We could use the * operator for that as well, but there’s no need to overcrowd that operator, and it would complicate the “__mul__()” method, which would then need to check the type of its argument before deciding what to do with it, since we’re already using it for Vector scaling.
So, here we’ll just implement a custom method called “dot()”:
>>> u = Vector(12, 3, 4) >>> v = Vector(1, 2, -3) >>> u.dot(v) 6
Recall that the dot product of two vectors $a = [a_1, a_2, a_3]$ and $b = [b_1, b_2, b_3]$ is calculated as:
\[ a \cdot b = a_1 \cdot b_1 + a_2 \cdot b_2 + a_3 \cdot b_3 \] -
(7 points) And finally, the class should also be able to calculate the cross product of two Vectors:
>>> u = Vector(12, 3, 4) >>> v = Vector(1, 2, 3) >>> w = u.cross(v) >>> type(w) == Vector True >>> print(w) [[ 1 -32 21 ]]
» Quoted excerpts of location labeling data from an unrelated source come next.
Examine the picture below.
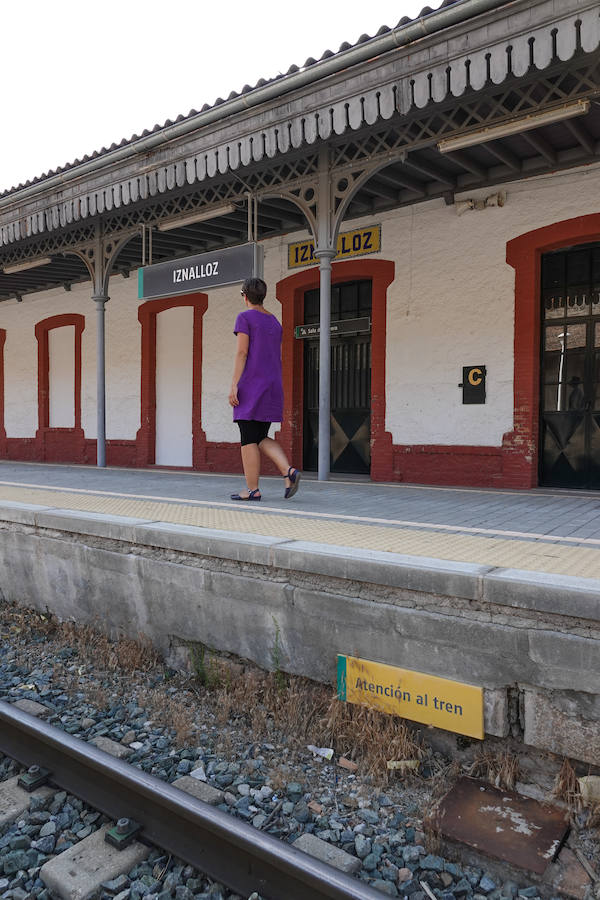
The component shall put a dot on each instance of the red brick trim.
(58, 444)
(290, 293)
(146, 436)
(520, 447)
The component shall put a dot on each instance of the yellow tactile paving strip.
(532, 555)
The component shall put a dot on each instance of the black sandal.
(294, 476)
(252, 495)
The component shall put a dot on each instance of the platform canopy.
(477, 93)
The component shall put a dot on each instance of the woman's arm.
(239, 364)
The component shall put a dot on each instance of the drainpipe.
(398, 37)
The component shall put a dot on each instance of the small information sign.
(473, 384)
(350, 243)
(344, 326)
(446, 704)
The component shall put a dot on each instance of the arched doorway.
(291, 293)
(171, 387)
(523, 448)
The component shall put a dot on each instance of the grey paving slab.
(540, 511)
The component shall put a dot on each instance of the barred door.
(570, 389)
(350, 382)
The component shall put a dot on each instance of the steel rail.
(212, 841)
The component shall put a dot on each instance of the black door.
(570, 390)
(350, 382)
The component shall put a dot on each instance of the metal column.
(325, 252)
(100, 301)
(324, 257)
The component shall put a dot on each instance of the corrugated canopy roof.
(246, 89)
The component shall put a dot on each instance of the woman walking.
(257, 391)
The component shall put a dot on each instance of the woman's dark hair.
(255, 290)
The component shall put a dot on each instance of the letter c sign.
(473, 384)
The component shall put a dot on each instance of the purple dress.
(260, 389)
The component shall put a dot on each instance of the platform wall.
(536, 656)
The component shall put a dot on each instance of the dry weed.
(500, 769)
(566, 786)
(172, 712)
(370, 736)
(95, 647)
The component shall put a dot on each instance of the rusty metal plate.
(502, 824)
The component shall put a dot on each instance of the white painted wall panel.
(61, 377)
(174, 371)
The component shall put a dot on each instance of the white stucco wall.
(451, 304)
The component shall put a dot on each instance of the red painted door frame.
(290, 293)
(58, 444)
(524, 254)
(146, 436)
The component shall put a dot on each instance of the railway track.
(228, 850)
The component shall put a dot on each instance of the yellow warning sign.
(451, 705)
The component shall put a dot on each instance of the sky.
(79, 76)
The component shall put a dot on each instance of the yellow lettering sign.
(350, 243)
(429, 699)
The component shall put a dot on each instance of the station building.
(438, 183)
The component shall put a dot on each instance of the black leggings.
(252, 432)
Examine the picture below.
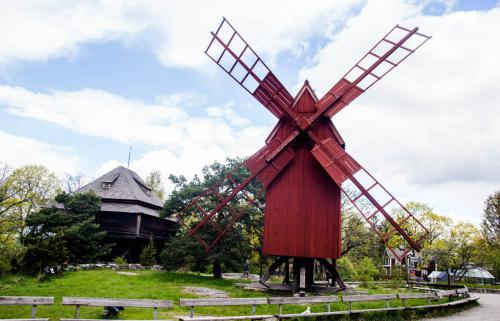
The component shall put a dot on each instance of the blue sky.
(82, 81)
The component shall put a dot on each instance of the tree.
(346, 269)
(366, 270)
(243, 237)
(148, 253)
(490, 226)
(456, 251)
(22, 191)
(71, 230)
(153, 180)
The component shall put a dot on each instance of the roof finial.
(129, 151)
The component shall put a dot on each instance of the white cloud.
(176, 31)
(181, 143)
(429, 129)
(19, 151)
(32, 31)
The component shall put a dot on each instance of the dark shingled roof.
(126, 192)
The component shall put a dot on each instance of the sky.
(82, 81)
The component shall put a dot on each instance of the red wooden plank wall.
(302, 215)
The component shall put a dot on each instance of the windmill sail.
(233, 54)
(371, 199)
(397, 45)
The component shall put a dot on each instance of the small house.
(129, 212)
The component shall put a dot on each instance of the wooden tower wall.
(302, 216)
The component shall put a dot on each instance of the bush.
(346, 269)
(148, 254)
(120, 260)
(366, 270)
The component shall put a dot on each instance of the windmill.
(303, 166)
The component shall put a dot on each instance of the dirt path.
(488, 310)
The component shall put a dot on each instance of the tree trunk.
(217, 269)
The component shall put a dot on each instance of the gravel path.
(488, 310)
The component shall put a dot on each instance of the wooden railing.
(456, 297)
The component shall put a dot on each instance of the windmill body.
(302, 215)
(303, 165)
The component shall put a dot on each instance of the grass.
(152, 285)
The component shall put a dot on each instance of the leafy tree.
(490, 229)
(54, 236)
(153, 180)
(22, 191)
(490, 226)
(148, 253)
(241, 238)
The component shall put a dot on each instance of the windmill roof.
(123, 186)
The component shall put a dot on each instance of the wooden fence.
(456, 297)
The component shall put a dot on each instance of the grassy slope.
(146, 285)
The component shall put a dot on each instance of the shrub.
(148, 254)
(346, 269)
(120, 260)
(366, 269)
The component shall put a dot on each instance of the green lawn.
(145, 285)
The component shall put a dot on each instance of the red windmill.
(303, 166)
The cross product of two $3$-dimensional vectors $a = [a_1, a_2, a_3]$ and $b = [b_1, b_2, b_3]$ is a new $3$-dimensional vector, and can be calculated with the following formula: $a \times b = \begin{bmatrix} a_2 \cdot b_3 - a_3 \cdot b_2 \\ a_3 \cdot b_1 - a_1 \cdot b_3 \\ a_1 \cdot b_2 - a_2 \cdot b_1 \end{bmatrix}$.